Gundi supports Rules, which are conditions that govern how data moves from a source to a specific destination. With Rules, you can filter or transform observations before they arrive, ensuring each destination receives only the data relevant to it.
What kinds of Rules are available?
Currently, Gundi supports:
Field Mapping Rules: These Rules let you reshape incoming observation data before it reaches its destination. Optionally, you can apply conditional logic: when a condition is met, a transformation is applied. For example, you might rename a source field to match what the destination expects, or assign a fixed value to a field when a specific condition is true.
In the future, Gundi will also support:
Device Whitelisting: Only forward data from specific devices to a destination.

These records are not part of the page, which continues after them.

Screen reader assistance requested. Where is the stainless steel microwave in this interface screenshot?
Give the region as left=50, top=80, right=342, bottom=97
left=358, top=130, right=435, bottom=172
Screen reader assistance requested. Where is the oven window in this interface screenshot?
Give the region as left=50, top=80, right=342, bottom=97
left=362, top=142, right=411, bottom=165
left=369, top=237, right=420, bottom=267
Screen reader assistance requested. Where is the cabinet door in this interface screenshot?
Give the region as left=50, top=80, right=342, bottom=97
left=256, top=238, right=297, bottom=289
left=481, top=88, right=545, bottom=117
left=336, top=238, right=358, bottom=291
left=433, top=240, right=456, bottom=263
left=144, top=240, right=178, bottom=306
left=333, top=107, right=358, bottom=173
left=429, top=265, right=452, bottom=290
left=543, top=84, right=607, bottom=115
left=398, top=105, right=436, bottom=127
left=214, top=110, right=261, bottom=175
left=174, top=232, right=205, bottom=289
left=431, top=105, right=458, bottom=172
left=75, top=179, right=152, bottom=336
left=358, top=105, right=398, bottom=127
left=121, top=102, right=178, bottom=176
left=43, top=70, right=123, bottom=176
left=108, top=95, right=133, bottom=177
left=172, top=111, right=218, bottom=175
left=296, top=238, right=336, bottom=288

Geographic Filtering: Only forward observations that fall within a defined geographic area.
and more.
Considerations
- For this first release, you can add one rule at a time, and the only supported type is "Field Mapping." More rule types are coming in future releases.
- To get the most out of field mapping, you'll need some familiarity with our API schema. We're improving the UX/UI in upcoming releases to make it more accessible to everyone.
How to create a Rule
- Navigate to your Connection from the Connections list.
- Open the Destinations tab.
- Find the destination you want to configure, and click the menu icon (⋮) next to it.
- Select Rules.
- Select “Field Mapping”
- Follow the on-screen steps to create your rule.
Example: Mapping Event Types to destination-specific values
In this example, the rule updates the event_type field on Events before they reach the destination.
The source system uses generic Event Type values like fire and deforestation. The destination, however, expects its own specific values (gfwfire_rep and gfwglad_rep). The rule handles this translation automatically:
| When source “type” value is… | Send this Event Type value instead |
|---|---|
| fire | gfwfire_rep |
| deforestation | gfwglad_rep |
If an Event arrives with a type that doesn't match any of these mappings, send a default value instead ( gfw_rep in the example below, see image)
This means the destination always receives Event Types in the format it expects, without any changes needed on the source side.